I walk down mumbling, chewing my meal, hoping
They will not notice my stunted vocabularies
Out of the corner of my eye.
Though they have no life, I can hear them whispering
Their concern: now that I am thirty and do not
Have my own business, nor even my own head,
What will I do,
And I echo them like the muted shadow of an airplane,
The only one in the sky: What will I do,
Now that I am broken porcelain and all the girls I
Have laid eyes on have taken their turns upon the high
Dive, doing their disappearing acts into the sunny water?
I do not even know I can love anymore,
For the textures of life’s recipes are strange, barren though
Colorful, and fleeting into shadow only to reappear again
As they were, though I know they can never be that way again.
What could I sell to change this, or live in to fill me up?

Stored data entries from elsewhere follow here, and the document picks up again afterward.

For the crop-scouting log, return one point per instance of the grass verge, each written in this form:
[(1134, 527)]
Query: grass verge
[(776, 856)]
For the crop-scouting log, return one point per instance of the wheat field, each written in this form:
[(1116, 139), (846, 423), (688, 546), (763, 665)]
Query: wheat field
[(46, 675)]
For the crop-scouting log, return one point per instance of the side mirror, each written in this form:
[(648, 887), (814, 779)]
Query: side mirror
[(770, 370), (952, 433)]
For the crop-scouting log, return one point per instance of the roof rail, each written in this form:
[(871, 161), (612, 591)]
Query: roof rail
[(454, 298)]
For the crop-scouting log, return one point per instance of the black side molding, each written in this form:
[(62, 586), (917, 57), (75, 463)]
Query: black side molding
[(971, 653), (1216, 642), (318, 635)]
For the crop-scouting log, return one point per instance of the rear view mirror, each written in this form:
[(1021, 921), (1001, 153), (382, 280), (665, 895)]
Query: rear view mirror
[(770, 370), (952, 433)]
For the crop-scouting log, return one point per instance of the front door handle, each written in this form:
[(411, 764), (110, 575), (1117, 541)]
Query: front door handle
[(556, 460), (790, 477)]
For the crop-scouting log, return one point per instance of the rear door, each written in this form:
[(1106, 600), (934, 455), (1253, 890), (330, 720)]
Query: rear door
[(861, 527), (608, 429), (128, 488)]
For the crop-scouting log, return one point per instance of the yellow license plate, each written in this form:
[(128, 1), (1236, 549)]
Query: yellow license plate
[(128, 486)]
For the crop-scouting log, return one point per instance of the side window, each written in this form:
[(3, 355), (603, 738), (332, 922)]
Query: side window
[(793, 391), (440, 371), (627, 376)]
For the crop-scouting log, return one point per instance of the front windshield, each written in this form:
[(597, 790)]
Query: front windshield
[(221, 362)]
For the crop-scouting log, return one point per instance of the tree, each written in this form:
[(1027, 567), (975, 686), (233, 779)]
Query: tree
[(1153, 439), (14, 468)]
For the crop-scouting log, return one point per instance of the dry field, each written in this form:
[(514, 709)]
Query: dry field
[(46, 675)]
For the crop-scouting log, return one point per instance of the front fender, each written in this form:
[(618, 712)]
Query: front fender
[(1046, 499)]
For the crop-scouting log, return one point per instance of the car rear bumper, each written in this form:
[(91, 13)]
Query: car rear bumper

They are looking at me without blinking; my uncles and
Aunts are reproductive cannibals, they have desalinated
And germinated, and now their spore walk their earth
Pantomiming their shadows:
In the hall there is no fresco, because we are poor,
The dirt in the barren forest, and I am forced to look at the
Gross amphibious bellies of airplanes farting like horizontal
Cloud banks through the sky, until they disappear into
The rosy shell of sunset; and as I keep going down,
My ancestors are getting harrier, shorter, and more like
My grandfathers, though they would not believe me-
I could tell them that all I have is this, the more and the less,
And I think about them only after I get to the bottom of the wine
Glass, for they are like other heavenly bodies when compared to me:
We started out from the juxtaposed coitus at the fairgrounds,
Some sort of fantastical ride where spores flew from his lips
Into her purse and settled on her dollar bills, and out of that
Material, we poured forth, kissing and hugging and playing
Doctors, only to spool away into different states and identities,
So now we appear to one another like stars clustered like
Smeared jam across the abyssal shore:
Looking at each other from across the dinner table on holidays,
We wonder if there really is life there, beneath the cool marble
Eyes that look like ours.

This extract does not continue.